La fatalité, cependant, devait s’attacher à ses pas et ne le quitter jamais. Cinq minutes à peine après son départ, Romaine passait devant la pension Rinfret. Madame Rinfret se dit que la jeune fille ne pouvait tomber mieux. Elle l’appela du pas de la porte :

— Hé, la demoiselle, une écriture pour vous.

Romaine tressaillit. Avec le pressentiment aigu de la femme sensible, elle pensa à Réginald. Et lorsque l’infortunée eût lu son nom sur l’enveloppe, bien que ne connaissant pas l’écriture de son ami, elle fut certaine que cette lettre venait de lui.

Mais pourquoi ? Avant même de briser le cachet R.O. d’une main tremblante, toute l’horrible vérité apparut à ses yeux comme dans une vision.

Elle eut la force de les lire ces lignes fatales, pendant que de grosses larmes amères descendaient lentement le long de ses joues, toute blanche au milieu de la route, semblable à ces statues de marbre qui pleurent sur les mausolées.

Un nuage l’aveugla. Mais se raidissant contre son malheur, elle se prit soudain à courir.

Dieu veuille que j’arrive à temps ! gémit elle. Ses genoux fléchissent. La respiration lui manque. Dût-elle écraser sur la route, elle ne peut s’arrêter. Il faut qu’elle le rejoigne, il le faut, coûte que coûte. Franchissant la barrière du bocage Robin, elle s’engage sous la voûte sombre des osiers et des pins. Tout à coup, elle s’affaisse en poussant un cri : ’

— Réginald !

Celui-ci a entendu cette appel, il a reconnu la voix.

Il se retourne. Il revient sur ses pas.

Romaine ne peut prononcer une parole tant est grande son émotion. Elle est épuisée.

Des larmes plein les yeux, elle tend la lettre qu’elle tient à la main.

Réginald, que cette vue met au désespoir, relève la jeune fille et la soutient dans ses bras. Ses lèvres s’humectent des pleurs de Romaine.

Ni l’un ni l’autre ne parlent.

Enfin, Romaine, dans une invocation suprême de l’âme, le supplie les mains jointes :

— Réginald, je ne veux pas que vous partiez !

Tout en maudissant la fatalité qui le poursuit, il serre Romaine contre sa poitrine.

— Pardonnez-moi, Romaine, ma chère petite Romaine, dit-il, mais il le faut.

— Non, non, se récrie-t-elle avec terreur, dites-moi que vous avez voulu m’éprouver, que vous avez voulu vous assurer de la force de mon amour, dites-moi que réellement vous ne songez pas à me quitter.

— Hélas ! oui.

— Et pourquoi ?

— Parce que, répond-il en plongeant dans ses yeux humides ses prunelles brillant d’une fièvre passionnée, je vous aime trop.

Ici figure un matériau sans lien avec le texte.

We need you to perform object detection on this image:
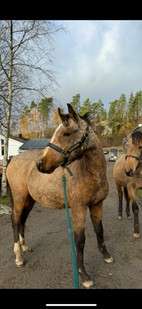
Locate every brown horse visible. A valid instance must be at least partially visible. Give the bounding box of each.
[113,131,142,238]
[7,104,113,287]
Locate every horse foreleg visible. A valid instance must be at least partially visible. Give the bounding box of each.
[132,201,140,238]
[116,184,123,220]
[19,196,35,252]
[124,188,131,219]
[12,213,24,267]
[72,207,94,288]
[90,202,113,263]
[127,183,140,238]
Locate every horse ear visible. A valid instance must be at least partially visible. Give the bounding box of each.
[67,103,78,120]
[58,107,69,126]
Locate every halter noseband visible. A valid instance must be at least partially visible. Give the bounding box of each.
[125,153,142,166]
[47,123,89,171]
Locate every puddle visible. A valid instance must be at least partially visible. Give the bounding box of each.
[0,204,12,215]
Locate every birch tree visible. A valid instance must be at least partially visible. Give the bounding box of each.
[0,20,63,196]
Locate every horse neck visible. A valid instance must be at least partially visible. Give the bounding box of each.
[81,135,106,176]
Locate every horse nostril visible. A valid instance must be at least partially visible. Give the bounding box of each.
[125,168,134,177]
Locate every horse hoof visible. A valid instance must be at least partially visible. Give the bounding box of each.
[21,245,33,253]
[104,256,113,263]
[82,280,95,289]
[15,259,24,267]
[117,216,122,220]
[133,233,140,238]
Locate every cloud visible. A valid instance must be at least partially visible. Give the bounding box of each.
[52,21,142,108]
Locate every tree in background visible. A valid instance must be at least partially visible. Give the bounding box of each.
[70,93,80,114]
[0,20,61,196]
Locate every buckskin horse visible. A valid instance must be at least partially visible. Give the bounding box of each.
[7,104,113,287]
[113,129,142,238]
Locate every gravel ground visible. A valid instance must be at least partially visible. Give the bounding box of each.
[0,162,142,290]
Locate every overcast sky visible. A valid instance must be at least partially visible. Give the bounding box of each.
[51,20,142,110]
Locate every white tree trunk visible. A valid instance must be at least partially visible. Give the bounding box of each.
[1,20,13,197]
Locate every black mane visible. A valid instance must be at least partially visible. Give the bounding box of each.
[79,112,91,125]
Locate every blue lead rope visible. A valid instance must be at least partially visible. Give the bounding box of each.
[62,175,79,289]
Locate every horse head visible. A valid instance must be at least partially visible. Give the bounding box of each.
[125,131,142,177]
[36,104,91,174]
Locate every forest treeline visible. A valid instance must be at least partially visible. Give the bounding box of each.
[11,90,142,146]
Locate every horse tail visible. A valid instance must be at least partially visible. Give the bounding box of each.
[6,158,14,209]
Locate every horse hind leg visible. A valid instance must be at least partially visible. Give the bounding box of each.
[90,202,113,263]
[127,185,140,238]
[72,206,94,288]
[11,205,24,267]
[124,188,131,220]
[116,183,123,220]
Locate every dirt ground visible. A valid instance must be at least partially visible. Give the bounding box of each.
[0,161,142,289]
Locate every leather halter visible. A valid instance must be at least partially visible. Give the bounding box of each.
[47,123,89,167]
[125,155,142,161]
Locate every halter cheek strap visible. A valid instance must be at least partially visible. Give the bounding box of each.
[125,155,142,161]
[47,124,89,175]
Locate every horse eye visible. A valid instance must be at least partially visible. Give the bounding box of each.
[63,132,70,136]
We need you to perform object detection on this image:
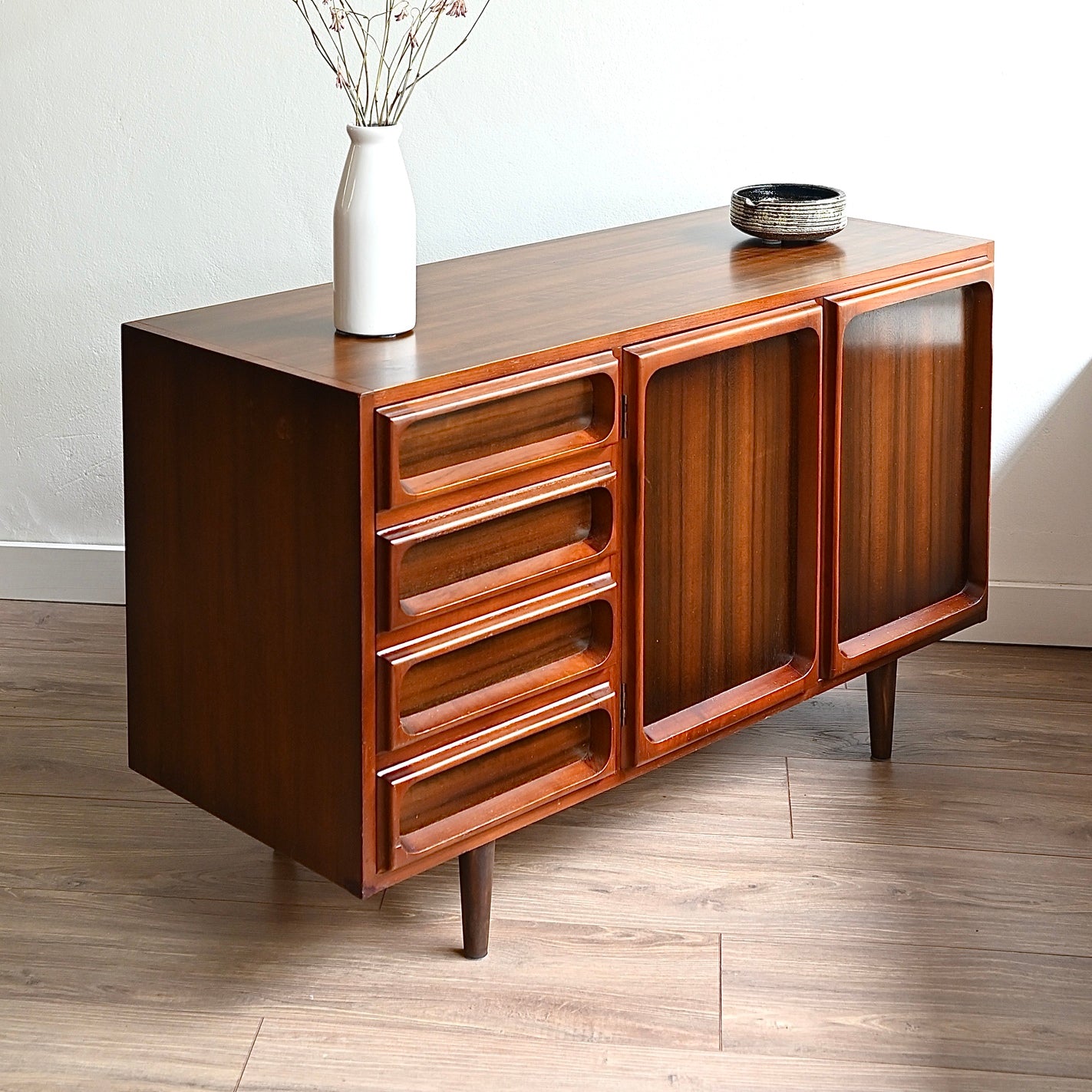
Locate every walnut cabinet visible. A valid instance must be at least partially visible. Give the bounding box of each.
[122,209,993,957]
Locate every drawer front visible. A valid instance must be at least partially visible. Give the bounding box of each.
[378,570,618,751]
[378,681,616,868]
[377,354,618,508]
[378,462,616,629]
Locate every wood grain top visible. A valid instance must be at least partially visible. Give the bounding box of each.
[125,209,993,402]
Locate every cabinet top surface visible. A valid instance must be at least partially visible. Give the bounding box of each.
[131,209,993,401]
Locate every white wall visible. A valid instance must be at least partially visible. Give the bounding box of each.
[0,0,1092,625]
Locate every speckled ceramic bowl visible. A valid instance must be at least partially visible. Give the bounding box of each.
[731,183,846,242]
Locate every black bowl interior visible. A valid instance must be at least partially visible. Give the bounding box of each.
[736,183,845,203]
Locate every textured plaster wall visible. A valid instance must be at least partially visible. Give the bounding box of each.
[0,0,1092,583]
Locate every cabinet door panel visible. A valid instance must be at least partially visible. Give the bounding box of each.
[631,307,820,761]
[826,266,991,676]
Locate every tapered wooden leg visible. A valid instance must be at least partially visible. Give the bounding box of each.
[868,659,899,760]
[459,842,497,958]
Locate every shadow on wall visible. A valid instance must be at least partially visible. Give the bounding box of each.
[991,361,1092,586]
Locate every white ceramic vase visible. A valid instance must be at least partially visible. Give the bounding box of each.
[334,126,417,338]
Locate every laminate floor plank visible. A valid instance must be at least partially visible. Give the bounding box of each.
[0,890,720,1051]
[708,687,1092,774]
[379,821,1092,955]
[846,641,1092,703]
[0,646,127,723]
[0,599,126,653]
[553,751,792,840]
[0,796,380,913]
[239,1012,1092,1092]
[788,759,1092,857]
[724,937,1092,1087]
[0,718,172,801]
[0,998,259,1092]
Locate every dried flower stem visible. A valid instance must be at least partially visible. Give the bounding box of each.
[292,0,491,126]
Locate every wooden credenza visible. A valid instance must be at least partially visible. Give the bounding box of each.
[122,209,993,957]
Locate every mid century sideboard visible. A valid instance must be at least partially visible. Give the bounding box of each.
[122,209,993,958]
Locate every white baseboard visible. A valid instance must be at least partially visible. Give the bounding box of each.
[0,543,126,602]
[0,543,1092,648]
[949,581,1092,648]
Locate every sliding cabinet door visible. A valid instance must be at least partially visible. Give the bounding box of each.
[823,263,993,677]
[625,305,821,762]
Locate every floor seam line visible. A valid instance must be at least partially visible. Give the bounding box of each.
[785,754,796,837]
[234,1017,266,1092]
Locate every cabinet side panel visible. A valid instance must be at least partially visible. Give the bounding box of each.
[837,289,973,641]
[122,328,362,893]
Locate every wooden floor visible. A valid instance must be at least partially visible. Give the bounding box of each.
[0,602,1092,1092]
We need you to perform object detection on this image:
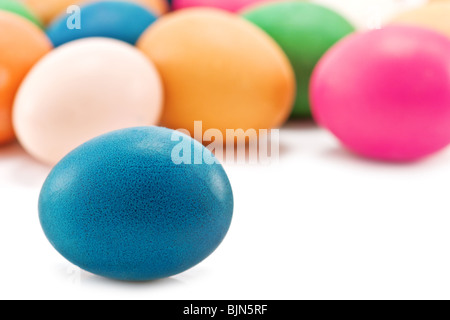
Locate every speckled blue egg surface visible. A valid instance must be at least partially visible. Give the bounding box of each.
[39,127,233,281]
[47,1,157,47]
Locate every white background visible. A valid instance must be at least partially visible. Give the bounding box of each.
[0,122,450,299]
[0,0,450,299]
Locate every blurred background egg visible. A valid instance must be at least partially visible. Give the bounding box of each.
[13,38,163,164]
[138,8,295,140]
[0,11,52,144]
[0,0,43,28]
[389,1,450,37]
[172,0,277,12]
[39,127,234,281]
[243,1,355,117]
[311,26,450,162]
[22,0,169,25]
[47,1,156,47]
[311,0,428,30]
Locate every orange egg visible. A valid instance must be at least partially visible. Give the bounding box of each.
[137,8,296,139]
[23,0,169,24]
[0,12,52,143]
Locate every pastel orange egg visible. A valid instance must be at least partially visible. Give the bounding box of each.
[0,12,52,143]
[24,0,169,24]
[137,8,296,139]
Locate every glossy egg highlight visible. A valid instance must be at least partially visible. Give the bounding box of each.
[22,0,169,25]
[39,127,233,281]
[13,38,163,165]
[242,1,355,117]
[137,8,295,137]
[47,1,157,47]
[311,26,450,162]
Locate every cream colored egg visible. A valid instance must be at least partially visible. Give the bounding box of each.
[13,38,163,164]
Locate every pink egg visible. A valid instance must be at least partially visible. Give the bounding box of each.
[13,38,163,164]
[311,26,450,161]
[173,0,270,12]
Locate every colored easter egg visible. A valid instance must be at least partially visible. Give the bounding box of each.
[0,11,52,144]
[138,8,295,140]
[389,1,450,37]
[47,1,156,47]
[172,0,277,12]
[23,0,169,25]
[13,38,163,164]
[311,26,450,162]
[312,0,429,30]
[39,127,233,281]
[0,0,42,27]
[243,1,354,117]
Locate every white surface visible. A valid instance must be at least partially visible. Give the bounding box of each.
[0,123,450,299]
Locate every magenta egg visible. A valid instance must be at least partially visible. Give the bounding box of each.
[310,26,450,162]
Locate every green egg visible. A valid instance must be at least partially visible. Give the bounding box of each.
[0,0,43,28]
[242,1,355,118]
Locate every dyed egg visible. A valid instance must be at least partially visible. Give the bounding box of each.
[243,1,355,117]
[311,26,450,161]
[47,1,156,47]
[0,11,52,144]
[138,9,295,140]
[312,0,428,30]
[39,127,233,281]
[13,38,162,164]
[23,0,169,24]
[172,0,277,12]
[0,0,42,28]
[390,1,450,37]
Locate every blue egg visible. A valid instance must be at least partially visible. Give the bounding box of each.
[47,1,157,47]
[39,127,233,281]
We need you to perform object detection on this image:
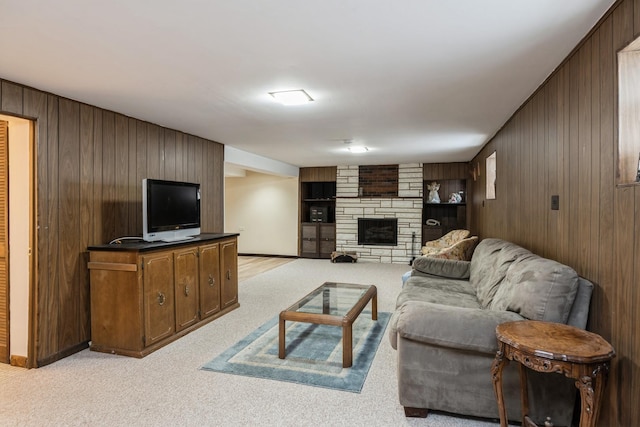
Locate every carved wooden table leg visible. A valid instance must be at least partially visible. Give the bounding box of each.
[520,364,529,426]
[491,342,509,427]
[278,314,286,359]
[576,365,608,427]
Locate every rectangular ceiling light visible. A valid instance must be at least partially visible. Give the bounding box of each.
[269,89,313,105]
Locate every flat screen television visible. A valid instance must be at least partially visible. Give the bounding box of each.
[142,178,200,242]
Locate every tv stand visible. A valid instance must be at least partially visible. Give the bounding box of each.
[160,236,193,243]
[88,233,240,357]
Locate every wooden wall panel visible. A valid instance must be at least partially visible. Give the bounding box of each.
[470,0,640,426]
[127,118,138,234]
[54,99,84,348]
[43,95,62,363]
[0,80,224,367]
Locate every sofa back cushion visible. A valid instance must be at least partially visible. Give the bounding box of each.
[469,239,531,308]
[489,254,579,323]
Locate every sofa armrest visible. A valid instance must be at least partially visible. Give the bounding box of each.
[390,301,524,354]
[411,256,471,279]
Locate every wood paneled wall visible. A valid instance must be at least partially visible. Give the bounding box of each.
[470,0,640,426]
[0,81,224,366]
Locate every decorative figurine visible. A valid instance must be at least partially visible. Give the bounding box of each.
[427,181,440,203]
[449,193,462,203]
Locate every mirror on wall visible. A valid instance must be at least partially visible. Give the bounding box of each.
[616,37,640,184]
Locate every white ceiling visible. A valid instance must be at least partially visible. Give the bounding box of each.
[0,0,614,170]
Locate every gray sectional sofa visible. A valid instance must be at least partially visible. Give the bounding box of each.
[389,239,593,426]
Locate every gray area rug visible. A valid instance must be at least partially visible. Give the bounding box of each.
[202,310,391,393]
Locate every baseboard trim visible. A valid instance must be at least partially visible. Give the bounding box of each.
[35,341,89,368]
[9,356,28,368]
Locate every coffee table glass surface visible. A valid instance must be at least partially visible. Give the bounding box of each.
[278,282,378,368]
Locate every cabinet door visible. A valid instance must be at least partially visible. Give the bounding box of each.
[319,224,336,258]
[173,248,199,331]
[200,243,220,319]
[300,222,318,258]
[142,252,175,346]
[220,239,238,308]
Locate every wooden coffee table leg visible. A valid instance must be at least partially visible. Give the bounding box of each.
[278,313,286,359]
[371,294,378,320]
[491,342,509,427]
[342,323,353,368]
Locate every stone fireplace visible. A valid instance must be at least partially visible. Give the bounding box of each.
[358,218,398,246]
[336,163,423,264]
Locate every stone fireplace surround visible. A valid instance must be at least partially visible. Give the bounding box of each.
[336,163,423,265]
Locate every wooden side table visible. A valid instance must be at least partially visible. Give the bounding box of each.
[491,320,615,427]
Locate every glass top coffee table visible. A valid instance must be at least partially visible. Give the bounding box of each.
[278,282,378,368]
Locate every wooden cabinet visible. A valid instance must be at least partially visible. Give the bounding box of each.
[199,243,221,319]
[142,252,175,346]
[299,166,337,258]
[422,163,469,243]
[173,247,200,331]
[89,234,239,357]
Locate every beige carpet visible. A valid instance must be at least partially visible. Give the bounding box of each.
[0,259,510,427]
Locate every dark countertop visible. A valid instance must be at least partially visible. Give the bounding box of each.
[88,233,240,252]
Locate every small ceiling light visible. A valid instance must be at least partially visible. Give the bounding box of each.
[347,147,369,154]
[269,89,313,105]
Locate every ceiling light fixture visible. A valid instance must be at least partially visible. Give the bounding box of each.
[347,147,369,154]
[269,89,313,105]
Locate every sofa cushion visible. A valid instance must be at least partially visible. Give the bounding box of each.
[426,236,478,261]
[489,254,578,323]
[389,301,523,355]
[396,276,480,308]
[469,239,531,308]
[412,256,471,279]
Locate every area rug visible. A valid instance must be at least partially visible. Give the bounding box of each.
[201,311,391,393]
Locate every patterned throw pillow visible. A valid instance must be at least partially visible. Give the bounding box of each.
[426,236,478,261]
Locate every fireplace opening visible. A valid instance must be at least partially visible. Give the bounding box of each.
[358,218,398,246]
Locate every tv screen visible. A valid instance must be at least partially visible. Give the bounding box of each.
[142,178,200,242]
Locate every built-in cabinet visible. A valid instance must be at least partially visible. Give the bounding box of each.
[88,234,239,357]
[300,222,336,258]
[422,163,469,243]
[298,166,337,259]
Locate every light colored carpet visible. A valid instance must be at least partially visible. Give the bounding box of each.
[0,259,504,427]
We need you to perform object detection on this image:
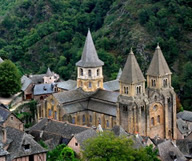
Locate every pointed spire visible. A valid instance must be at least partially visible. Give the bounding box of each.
[116,68,122,80]
[147,44,172,76]
[0,57,4,63]
[46,67,53,77]
[120,48,145,84]
[76,29,104,67]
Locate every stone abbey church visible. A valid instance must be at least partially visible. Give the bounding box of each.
[38,31,176,139]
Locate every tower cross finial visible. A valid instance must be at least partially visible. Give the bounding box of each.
[130,47,133,54]
[157,42,160,49]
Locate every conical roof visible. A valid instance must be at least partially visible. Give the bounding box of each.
[147,45,172,76]
[116,68,122,79]
[46,68,53,77]
[0,57,3,63]
[119,49,145,84]
[76,30,104,67]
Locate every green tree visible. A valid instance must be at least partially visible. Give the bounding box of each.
[83,132,159,161]
[47,144,78,161]
[0,60,21,97]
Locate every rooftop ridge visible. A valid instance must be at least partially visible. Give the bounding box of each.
[76,29,104,67]
[146,44,172,76]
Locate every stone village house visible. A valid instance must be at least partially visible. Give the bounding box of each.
[38,31,177,139]
[0,104,47,161]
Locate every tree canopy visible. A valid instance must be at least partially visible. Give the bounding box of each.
[47,144,78,161]
[83,132,159,161]
[0,60,21,97]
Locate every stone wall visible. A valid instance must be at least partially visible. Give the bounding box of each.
[3,114,23,131]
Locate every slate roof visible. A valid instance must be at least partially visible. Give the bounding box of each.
[6,127,47,160]
[147,45,172,76]
[62,101,88,113]
[21,75,32,91]
[0,143,9,157]
[29,118,89,139]
[157,140,186,161]
[119,49,145,84]
[46,68,53,77]
[29,74,46,84]
[76,30,104,67]
[57,79,77,91]
[75,129,97,149]
[0,57,4,63]
[53,88,119,116]
[53,89,87,104]
[176,139,192,158]
[177,118,192,134]
[33,84,54,95]
[103,79,120,91]
[177,110,192,122]
[0,104,11,124]
[111,125,128,136]
[91,89,119,103]
[116,68,122,80]
[30,130,61,150]
[88,100,117,117]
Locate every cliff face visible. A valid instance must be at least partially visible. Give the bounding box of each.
[0,0,192,109]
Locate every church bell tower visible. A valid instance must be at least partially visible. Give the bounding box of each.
[76,30,104,92]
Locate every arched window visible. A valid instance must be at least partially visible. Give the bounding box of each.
[97,69,100,76]
[151,117,155,126]
[55,111,57,120]
[83,115,85,122]
[72,117,75,124]
[88,69,91,77]
[153,105,158,111]
[151,79,156,87]
[80,68,83,76]
[139,86,141,94]
[136,86,141,94]
[123,106,128,112]
[49,109,52,116]
[163,79,167,87]
[124,87,129,94]
[98,118,101,124]
[97,81,100,87]
[107,120,109,127]
[89,82,92,88]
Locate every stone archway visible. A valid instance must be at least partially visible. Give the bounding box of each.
[148,102,165,138]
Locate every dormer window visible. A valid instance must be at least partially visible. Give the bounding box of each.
[88,69,91,77]
[83,115,85,122]
[72,117,75,124]
[89,115,92,122]
[97,69,100,76]
[163,79,167,87]
[151,79,156,87]
[124,87,129,94]
[97,81,100,87]
[80,68,83,76]
[24,144,30,151]
[107,120,109,127]
[151,117,155,126]
[123,106,128,112]
[136,86,141,94]
[89,82,92,88]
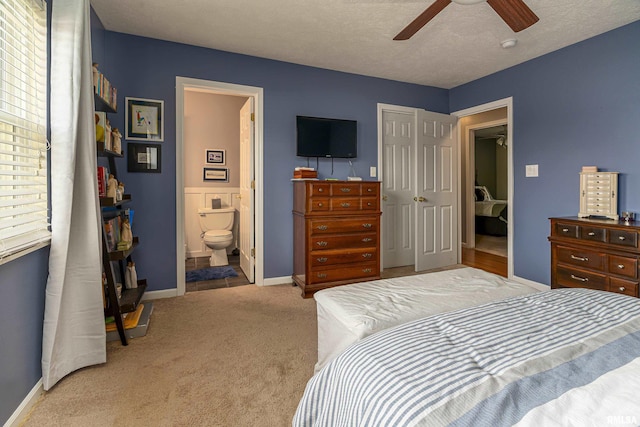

Parce que je veux échapper à la damnation de notre âme à tous deux.

— Que vais-je devenir vous parti ? s’écrie Romaine. Vous savez que je vous aime, ne soyez pas cruel, je ne suis qu’une pauvre fille. Ayez pitié de moi. Restez encore quelques jours au moins, que je me fasse à l’idée de notre séparation. Ce départ subit me tuerait.

Devant le désespoir de la jeune fille, devant sa faim d’amour, devant le gouffre ouvert à ses pieds, Réginald devint plus fort et écouta la voix de la raison. S’arrachant de l’étreinte de Romaine, il lui dit :

— Au revoir, chère pauvre amie, je ne vous dis pas adieu. Nous nous reverrons. Pour le moment, songez à votre malheureux grand-père, songez à la simplicité grande et admirable de votre candeur parfumée de jeune fille pure. Rappelez-vous que l’homme passe mais que la vertu demeure.

Romaine alors l’enveloppant dans la caresse aimantée de son œil noir, lui répondit :

— Mon Réginald adoré, je vous aime plus que grand-père, plus que ma vie.

Ces paroles, ce regard pénétrèrent dans son cœur comme un glaive à deux tranchants.

Alarmé de la surexcitation de son esprit, craignant même que ce départ précipité n’eût des conséquences désastreuses pour sa Romaine, il frissonna. Il la reprend dans ses bras avec effroi, croyant voir déjà la mort hideuse s’avancer jusqu’à elle pour la réclamer comme une proie. Il dit :

— Ah ! Romaine, fasse le ciel que nous n’ayons pas à nous repentir ni l’un ni l’autre de ce que je cède à ta prière ! Je reste.

Dan un cri de l’amour vainqueur, la fille du pêcheur attire vers les siennes les lèvres de son ami qu’elle baise avec toute l’ardeur naïve de son âme d’enfant.

— Que je vous aime ! murmure t elle. Advienne que pourra, je suis prête à tout… à tout, répète-elle, comme dans un écho et les yeux dans le vague.